Other days, faith looks like silence. Or a long drive with the windows cracked open. Or lighting a candle in the dimness of your kitchen at dawn because you need a reminder that darkness doesn’t get the final say.

When everything in you wants to quit, grounding yourself becomes a stubborn act of hope. It’s letting your breath anchor you. It’s letting your body remember the rhythm of life beyond the chaos. And little by little, this grounding makes room for the courage to take that next small step that nudges you back into the world.

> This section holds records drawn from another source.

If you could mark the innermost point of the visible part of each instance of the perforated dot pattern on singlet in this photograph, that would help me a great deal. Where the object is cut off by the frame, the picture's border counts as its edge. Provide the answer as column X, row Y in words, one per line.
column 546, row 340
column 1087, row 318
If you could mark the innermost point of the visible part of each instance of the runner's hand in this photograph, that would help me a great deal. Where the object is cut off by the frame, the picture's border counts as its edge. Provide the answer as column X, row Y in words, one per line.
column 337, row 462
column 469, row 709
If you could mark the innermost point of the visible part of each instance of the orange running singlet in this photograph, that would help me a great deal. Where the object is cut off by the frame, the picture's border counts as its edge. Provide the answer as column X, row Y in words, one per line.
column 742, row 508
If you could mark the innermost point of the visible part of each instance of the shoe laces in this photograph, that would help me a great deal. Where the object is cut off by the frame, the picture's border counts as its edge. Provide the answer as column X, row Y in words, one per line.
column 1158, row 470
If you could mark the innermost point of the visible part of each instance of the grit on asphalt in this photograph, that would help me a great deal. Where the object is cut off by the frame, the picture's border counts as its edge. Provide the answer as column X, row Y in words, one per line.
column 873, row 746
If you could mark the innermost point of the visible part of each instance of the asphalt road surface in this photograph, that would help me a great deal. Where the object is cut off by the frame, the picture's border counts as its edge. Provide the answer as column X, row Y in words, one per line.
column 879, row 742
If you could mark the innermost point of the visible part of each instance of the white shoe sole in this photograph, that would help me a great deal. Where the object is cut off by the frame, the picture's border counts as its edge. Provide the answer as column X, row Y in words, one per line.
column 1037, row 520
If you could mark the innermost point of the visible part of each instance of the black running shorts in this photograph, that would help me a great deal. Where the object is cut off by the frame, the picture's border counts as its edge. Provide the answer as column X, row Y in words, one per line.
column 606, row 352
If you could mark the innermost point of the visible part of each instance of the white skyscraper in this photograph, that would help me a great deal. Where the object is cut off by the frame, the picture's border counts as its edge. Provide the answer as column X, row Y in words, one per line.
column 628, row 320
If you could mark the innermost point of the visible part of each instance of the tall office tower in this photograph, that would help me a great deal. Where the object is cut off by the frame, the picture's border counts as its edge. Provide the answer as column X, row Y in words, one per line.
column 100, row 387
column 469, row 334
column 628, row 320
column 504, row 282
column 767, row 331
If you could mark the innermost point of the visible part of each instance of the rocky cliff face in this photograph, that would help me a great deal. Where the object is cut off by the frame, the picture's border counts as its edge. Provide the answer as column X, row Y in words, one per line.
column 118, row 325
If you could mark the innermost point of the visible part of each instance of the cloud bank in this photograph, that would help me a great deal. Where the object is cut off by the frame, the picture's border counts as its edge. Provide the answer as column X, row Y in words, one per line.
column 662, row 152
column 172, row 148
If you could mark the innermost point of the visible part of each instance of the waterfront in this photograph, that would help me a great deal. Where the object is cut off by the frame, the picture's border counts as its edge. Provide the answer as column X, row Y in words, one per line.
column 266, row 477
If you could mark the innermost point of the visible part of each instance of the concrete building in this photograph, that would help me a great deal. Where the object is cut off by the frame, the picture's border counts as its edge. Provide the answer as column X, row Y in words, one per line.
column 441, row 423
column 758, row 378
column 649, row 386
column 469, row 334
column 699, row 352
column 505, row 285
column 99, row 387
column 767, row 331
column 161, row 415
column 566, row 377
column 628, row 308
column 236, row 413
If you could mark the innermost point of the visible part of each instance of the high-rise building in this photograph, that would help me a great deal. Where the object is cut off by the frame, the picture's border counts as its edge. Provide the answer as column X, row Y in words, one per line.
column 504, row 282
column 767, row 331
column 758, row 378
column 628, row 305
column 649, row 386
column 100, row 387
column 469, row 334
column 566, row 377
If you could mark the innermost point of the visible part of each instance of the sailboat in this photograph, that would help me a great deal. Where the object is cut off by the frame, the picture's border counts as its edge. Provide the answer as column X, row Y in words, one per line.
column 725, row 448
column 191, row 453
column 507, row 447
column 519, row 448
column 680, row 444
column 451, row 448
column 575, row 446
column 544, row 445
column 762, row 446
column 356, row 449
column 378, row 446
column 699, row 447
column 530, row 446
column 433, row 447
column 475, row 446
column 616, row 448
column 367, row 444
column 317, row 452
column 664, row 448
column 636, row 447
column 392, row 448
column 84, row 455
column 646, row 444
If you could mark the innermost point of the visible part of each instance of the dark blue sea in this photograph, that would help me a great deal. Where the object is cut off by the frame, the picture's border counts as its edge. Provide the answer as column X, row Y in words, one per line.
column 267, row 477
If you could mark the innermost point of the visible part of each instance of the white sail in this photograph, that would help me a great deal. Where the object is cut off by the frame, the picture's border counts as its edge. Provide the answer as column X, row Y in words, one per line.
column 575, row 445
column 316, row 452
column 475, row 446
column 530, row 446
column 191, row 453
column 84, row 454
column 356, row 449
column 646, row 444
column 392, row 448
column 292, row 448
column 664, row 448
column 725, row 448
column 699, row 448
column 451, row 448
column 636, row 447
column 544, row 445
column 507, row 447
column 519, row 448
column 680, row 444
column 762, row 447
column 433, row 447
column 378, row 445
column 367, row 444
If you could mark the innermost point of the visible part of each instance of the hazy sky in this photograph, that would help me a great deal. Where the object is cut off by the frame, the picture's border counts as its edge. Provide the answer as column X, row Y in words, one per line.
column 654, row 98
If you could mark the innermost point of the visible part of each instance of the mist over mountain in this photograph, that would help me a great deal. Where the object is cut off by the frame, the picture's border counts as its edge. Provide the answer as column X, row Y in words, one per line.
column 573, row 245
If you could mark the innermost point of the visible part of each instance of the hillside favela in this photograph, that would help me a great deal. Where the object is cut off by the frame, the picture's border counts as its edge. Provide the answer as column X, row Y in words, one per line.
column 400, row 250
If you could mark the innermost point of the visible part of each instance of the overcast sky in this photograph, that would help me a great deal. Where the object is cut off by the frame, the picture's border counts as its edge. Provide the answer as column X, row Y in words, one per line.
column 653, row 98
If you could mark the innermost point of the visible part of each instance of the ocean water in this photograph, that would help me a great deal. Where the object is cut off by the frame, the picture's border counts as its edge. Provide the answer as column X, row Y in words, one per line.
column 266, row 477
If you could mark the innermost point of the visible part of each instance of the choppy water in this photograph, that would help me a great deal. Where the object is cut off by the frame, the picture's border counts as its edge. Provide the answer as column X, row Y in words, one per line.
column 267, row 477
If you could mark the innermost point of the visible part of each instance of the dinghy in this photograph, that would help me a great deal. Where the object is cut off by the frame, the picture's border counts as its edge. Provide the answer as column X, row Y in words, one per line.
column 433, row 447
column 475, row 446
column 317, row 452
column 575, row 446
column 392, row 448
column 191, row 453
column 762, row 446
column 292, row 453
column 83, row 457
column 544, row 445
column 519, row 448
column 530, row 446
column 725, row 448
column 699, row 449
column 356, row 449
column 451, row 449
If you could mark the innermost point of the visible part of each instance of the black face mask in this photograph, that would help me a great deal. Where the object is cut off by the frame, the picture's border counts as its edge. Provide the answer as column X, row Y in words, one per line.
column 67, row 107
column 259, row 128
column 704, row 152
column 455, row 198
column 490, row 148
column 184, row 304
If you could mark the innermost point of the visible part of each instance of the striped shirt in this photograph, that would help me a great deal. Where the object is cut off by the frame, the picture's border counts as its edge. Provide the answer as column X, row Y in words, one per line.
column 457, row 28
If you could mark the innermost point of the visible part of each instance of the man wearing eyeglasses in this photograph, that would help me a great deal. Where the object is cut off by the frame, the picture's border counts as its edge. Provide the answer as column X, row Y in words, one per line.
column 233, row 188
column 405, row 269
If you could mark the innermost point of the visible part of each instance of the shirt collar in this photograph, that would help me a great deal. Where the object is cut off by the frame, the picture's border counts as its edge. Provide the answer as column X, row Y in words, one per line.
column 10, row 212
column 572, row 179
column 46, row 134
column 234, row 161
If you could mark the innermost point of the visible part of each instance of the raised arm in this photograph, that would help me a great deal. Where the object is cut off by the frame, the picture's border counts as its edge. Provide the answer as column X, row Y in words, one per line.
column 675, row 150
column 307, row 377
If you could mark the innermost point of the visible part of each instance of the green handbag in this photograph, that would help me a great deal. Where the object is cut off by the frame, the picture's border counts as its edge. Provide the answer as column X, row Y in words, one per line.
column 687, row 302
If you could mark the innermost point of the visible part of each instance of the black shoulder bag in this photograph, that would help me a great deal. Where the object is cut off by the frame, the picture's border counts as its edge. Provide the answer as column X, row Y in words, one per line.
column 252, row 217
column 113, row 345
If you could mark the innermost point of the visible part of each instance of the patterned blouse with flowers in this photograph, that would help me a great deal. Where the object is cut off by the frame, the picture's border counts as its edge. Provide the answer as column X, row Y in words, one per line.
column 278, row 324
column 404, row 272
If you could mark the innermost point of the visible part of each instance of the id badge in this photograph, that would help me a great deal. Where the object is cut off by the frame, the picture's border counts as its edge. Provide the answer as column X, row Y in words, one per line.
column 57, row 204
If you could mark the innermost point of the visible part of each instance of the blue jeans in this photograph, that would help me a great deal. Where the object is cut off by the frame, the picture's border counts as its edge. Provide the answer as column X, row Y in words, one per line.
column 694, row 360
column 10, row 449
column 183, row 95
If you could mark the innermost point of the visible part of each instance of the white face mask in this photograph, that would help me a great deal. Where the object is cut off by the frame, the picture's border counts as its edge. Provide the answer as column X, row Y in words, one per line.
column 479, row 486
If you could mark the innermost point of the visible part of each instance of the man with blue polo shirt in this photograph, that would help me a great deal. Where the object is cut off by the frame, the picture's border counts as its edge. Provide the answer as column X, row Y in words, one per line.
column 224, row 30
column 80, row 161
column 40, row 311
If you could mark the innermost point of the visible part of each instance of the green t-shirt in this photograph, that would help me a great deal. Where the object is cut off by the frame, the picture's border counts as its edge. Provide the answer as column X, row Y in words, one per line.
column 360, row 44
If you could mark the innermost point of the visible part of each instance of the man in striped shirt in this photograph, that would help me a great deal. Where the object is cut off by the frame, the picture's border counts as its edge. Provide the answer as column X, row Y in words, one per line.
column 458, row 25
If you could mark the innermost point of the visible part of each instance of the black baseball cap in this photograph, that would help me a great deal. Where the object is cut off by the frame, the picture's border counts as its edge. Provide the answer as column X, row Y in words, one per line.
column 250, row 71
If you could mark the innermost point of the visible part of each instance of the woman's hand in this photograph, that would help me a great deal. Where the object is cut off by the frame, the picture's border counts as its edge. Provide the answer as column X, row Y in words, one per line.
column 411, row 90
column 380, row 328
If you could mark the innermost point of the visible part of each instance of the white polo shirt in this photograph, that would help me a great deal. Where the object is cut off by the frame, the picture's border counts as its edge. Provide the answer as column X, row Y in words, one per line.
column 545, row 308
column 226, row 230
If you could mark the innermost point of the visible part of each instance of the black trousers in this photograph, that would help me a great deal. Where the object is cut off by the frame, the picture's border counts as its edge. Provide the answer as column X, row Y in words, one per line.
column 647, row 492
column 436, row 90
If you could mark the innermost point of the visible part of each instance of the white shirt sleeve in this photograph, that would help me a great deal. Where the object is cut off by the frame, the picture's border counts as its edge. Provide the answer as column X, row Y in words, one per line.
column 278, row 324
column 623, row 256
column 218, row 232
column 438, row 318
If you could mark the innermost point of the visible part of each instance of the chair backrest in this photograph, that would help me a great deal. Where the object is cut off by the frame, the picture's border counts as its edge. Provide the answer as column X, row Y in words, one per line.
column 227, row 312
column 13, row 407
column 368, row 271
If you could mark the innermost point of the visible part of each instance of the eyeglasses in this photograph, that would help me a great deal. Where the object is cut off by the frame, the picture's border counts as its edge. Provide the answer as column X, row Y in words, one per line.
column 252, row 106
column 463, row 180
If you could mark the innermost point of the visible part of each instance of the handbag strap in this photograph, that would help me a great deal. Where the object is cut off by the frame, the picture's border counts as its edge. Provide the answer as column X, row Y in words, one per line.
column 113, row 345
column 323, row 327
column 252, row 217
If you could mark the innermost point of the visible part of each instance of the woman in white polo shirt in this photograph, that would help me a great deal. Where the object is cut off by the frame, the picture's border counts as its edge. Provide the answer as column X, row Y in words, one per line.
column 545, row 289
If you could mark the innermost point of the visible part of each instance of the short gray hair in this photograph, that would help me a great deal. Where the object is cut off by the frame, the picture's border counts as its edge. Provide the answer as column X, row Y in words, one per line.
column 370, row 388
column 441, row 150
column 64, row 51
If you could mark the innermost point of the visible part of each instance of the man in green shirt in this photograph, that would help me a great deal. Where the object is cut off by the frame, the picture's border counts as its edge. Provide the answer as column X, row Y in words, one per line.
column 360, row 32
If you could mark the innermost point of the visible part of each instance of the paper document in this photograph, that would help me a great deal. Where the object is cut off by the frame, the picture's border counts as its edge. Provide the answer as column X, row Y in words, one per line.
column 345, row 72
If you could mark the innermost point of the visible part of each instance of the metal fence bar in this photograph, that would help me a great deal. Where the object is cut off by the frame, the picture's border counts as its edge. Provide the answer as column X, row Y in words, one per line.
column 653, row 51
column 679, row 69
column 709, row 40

A hand waiting in the storm


So, if you, like I have recently, also find yourself in the middle of a storm that has torn through your certainty, you’re not alone. The winds howl for all of us, sooner or later, but every storm is finite and every wave has a shoreline. Even in the darkest moments, when you’re sure you’re sinking faster than you can pray, there is a hand extended towards you, steady, patient and unwavering.

The path forward may not look heroic. It may be messy, slow and unremarkable to anyone who’s watching from the outside. But to the one taking the steps, every inch forward is a testament to courage and faith stitched together in the dark.

Therefore, walk anyway, for even shaky steps are steps. And in the walking, you just might find that the ground beneath you is steadier than you thought, and that the One who calls you forward has been beside you, all along the water, all along the storm.